[Marxism] Brzezinski: Surge in Afghanistan may put US in Soviets' debacle 30 years ago

Ralph Johansen mdriscoll at earthlink.net
Sat Jul 26 13:04:00 MDT 2008


http://www.huffingtonpost.com/2008/07/25/brzezinski-warns-against_n_114999.html?view=print
Brzezinski: Surge In Afghanistan Risky, Some McCain Backers Want World 
War IV
Huffington Post
July 25, 2008 02:10 PM

All of a sudden, everyone seems to be in favor of sending more troops to 
Afghanistan. As Barack Obama encourages Europeans to dispatch more NATO 
forces and John McCain says that U.S. troops could be sent in greater 
numbers, the idea that a bigger military footprint is needed has become 
something of a consensus in the political mainstream.

But Dr. Zbigniew Brzezinski is not on board -- though it's not the first 
time President Jimmy Carter's national security adviser has cast a 
skeptic's eye on the usefulness of dispatching great numbers of troops 
to the country. In an famous 1998 interview with France's Le Nouvel 
Observateur, Brzezinski admitted his own role in funding Afghanistan's 
Mujahadeen in 1979, thereby "increasing the probability" that the 
Soviets would invade a tough, demoralizing, mountainous theater for combat.

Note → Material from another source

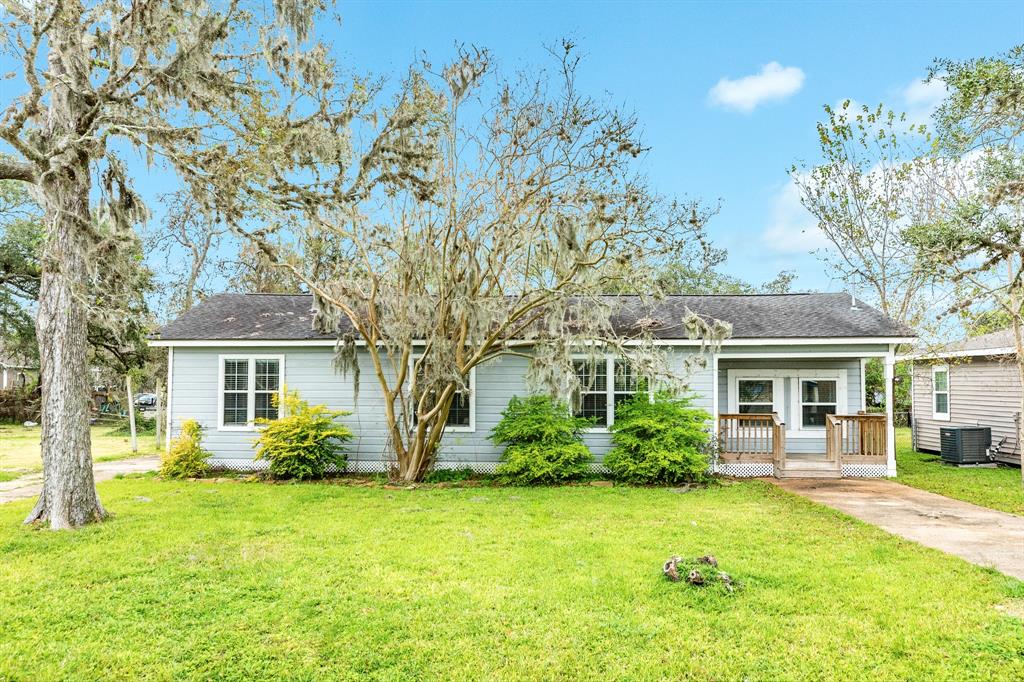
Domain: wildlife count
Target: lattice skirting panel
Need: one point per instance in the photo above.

And it's with a similar perspective that Brzezinski now doubts the that 
the answer to what ails Afghanistan is more troops. "I think we're 
literally running the risk of unintentionally doing what the Russians 
did. And that, if it happens, would be a tragedy," Brzezinski told the 
Huffington Post on Friday. "When we first went into Afghanistan to 
overthrow the Taliban, we were actually welcomed by an overwhelming 
majority of Afghans. They did not see us as invaders, as they saw the 
Soviets."

However, Brzezinski noted that just as the Soviets were able to delude 
themselves that they had a loyal army of communist-sympathizers who 
would transform the country, the U.S.-led forces may now be making 
similar mistakes. He said that the conduct of military operations "with 
little regard for civilian casualties" may accelerate the negative trend 
in local public opinion regarding the West's role. "It's just beginning, 
but it's significant," Brzezinski said.

His own program for improving the state of affairs in Afghanistan -- 
where U.S. casualties have surpassed those in Iraq for two months now -- 
revolves around pragmatism. He believes Europe should bribe Afghan 
farmers not to produce poppies used for heroin since "it all ends up in 
Europe." Moreover, he thinks the tribal warlords can be bought off with 
bribes, with the endgame being the isolation of Al-Qaeda from a Taliban 
that is "not a united force, not a world-oriented terrorist movement, 
but a real Afghan phenomenon."

Brzezinski, who has endorsed Obama, was far more critical of a few 
figures now surrounding McCain, who he suggested were pushing the 
presumptive GOP nominee towards a radical foreign policy on issues such 
as Iran.

"Well, if McCain is president and if his Secretary of State is Joe 
Lieberman and his Secretary of Defense is [Rudolph] Giuliani, we will be 
moving towards the World War IV that they have been both favoring and 
predicting," he said, calling that an "appalling concept" (and adding 
that by their lights, the Cold War counted as World War III). "So it 
depends on who are the principal officers. If it's [Richard] Armitage, 
or if it were to be Brent Scowcroft, I think it would be very different."

Asked who he would like to see in a potential Obama cabinet, Brzezinski 
said: "I think [Sen. Chuck] Hagel. I would like to see a bipartisan 
cabinet. I think we need one very badly -- and we did well in the Cold 
War when we had one. I would say Hagel and [Sen. Dick] Lugar would be 
very good Republicans [for Obama]." He also cited Sen. Joe Biden as a 
potential Secretary of State, in which case it would also be possible to 
"keep [Secretary of Defense Bob] Gates in the job for a few months."

Brzezinski said such a cabinet would be an important step in redressing 
the increased partisanship of foreign affairs in recent years, adding: 
"I think there is a tendency, because of the very complexity of the 
issues, for solutions to become polarized and more extreme. ... 
Republicans move toward neocon-ish formulas, and Democrats [follow] 
idealistically escapist formulas. In either case you don't end up with 
the necessary mix of idealism and realism."